When machine learning models are productionized, they are commonly formed as workflows with multiple tasks, managed by a task scheduler such as Airflow, Prefect. Traditionally each task within the same workflow uses similar computing frameworks (e.g. Python, Spark, and PyTorch) in the same backend computing environment (e.g. AWS EMR, Google DataProc) with globally fixed settings (e.g. instances, cores, memory).

In complicated use cases, such traditional workflows create large resource and runtime inefficiency, hence it is highly desired to use different computing frameworks in the same workflow in different computing environments. Such workflows can be named as superworkflows. Fugue is an open-sourced abstraction layer on top of different computing frameworks and creates uniform interfaces to use these frameworks without dealing with the complexities associated with them. To this end, Fugue can be viewed as a superframework.

In addition, Kubernetes (K8S) is a container orchestration system, and it is easy to create different computing environments (e.g.
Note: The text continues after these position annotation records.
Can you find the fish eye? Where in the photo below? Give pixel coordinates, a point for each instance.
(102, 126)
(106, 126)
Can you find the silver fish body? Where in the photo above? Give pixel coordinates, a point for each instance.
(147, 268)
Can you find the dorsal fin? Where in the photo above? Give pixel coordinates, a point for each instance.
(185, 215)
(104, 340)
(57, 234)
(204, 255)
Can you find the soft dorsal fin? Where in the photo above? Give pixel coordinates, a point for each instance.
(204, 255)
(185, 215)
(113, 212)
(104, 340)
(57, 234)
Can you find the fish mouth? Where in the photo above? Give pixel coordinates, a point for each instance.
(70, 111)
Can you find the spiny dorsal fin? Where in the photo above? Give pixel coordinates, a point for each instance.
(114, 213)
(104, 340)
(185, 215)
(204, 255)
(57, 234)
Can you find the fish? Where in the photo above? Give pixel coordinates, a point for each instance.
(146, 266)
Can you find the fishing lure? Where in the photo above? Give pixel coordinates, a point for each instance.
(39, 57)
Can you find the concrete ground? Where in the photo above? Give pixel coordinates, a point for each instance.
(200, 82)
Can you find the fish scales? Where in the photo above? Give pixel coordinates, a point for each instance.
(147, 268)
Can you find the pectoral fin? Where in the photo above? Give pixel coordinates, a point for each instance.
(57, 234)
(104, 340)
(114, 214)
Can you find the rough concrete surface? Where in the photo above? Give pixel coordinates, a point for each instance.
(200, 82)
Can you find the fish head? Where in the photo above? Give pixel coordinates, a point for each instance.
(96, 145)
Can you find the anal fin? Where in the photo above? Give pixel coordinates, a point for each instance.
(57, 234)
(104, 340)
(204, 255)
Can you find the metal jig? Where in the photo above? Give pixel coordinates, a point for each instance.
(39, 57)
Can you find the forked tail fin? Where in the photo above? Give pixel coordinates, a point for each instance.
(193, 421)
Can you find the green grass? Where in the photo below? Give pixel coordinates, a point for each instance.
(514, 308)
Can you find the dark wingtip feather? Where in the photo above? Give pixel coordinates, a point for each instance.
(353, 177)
Spark, PyTorch) with different docker images as everything is containerized in K8S. It is natural to combine K8S and Fugue to create superworkflows for complicated machine learning problems. In this talk, we use a popular graph neural network named Node2Vec as an example to illustrate how to create an efficient superworkflow using Fugue and K8S on very large graphs with hundreds of millions of vertices and edges.

We also demonstrate how to partition the whole Node2Vec process into multiple tasks based on their complexities and parallelism. Benchmark testing is conducted for comparing performance and resource efficiency. Finally, it is easy to generalize this superworkflow concept to other deep learning problems.

Jintao Zhang, Software Engineer, Machine Learning, Square Inc.

Jintao Zhang: Hello everyone. My name is Jintao Zhang. I’m a software engineer in machine learning from Square. Today, I’m going to talk about Superworkflow Concept on Graph Neural Networks with Kubernetes and Fugue. Fugue is a new open source framework and I would give more detailed introduction later.

So first I’m going to give an introduction to the business context of graph neural networks, more specifically graph node embedding. We use one of the most representative graph embedding algorithms, Node2Vec, as an example to illustrate the problem in more details. Then we splitted Node2Vec algorithm in multiple steps and focus on Word2Vec embedding step, which is the bottleneck of the graph embedding computing. So we introduced the Fugue framework briefly and then introduce the concept of superworkflow to reformat the computing workflow of Node2Vec. Finally, we presented some benchmark testing results on Node2Vec with different Word2Vec measures and conclude this work with a summary.

So let’s provide some background on introduction. So what are knowledge graphs? So knowledge graph are knowledge bases forming into graphs. There’s some more good example out there like Google Knowledge Graph, is a webpage graph for search engine. Social graph in Facebook friends, Merchant graph in e-commerce. For example, transaction graphs, buyer-seller relation graphs. So graph learning is a complement to traditional machine learning and it’s focused on graph topology to find critical business insights.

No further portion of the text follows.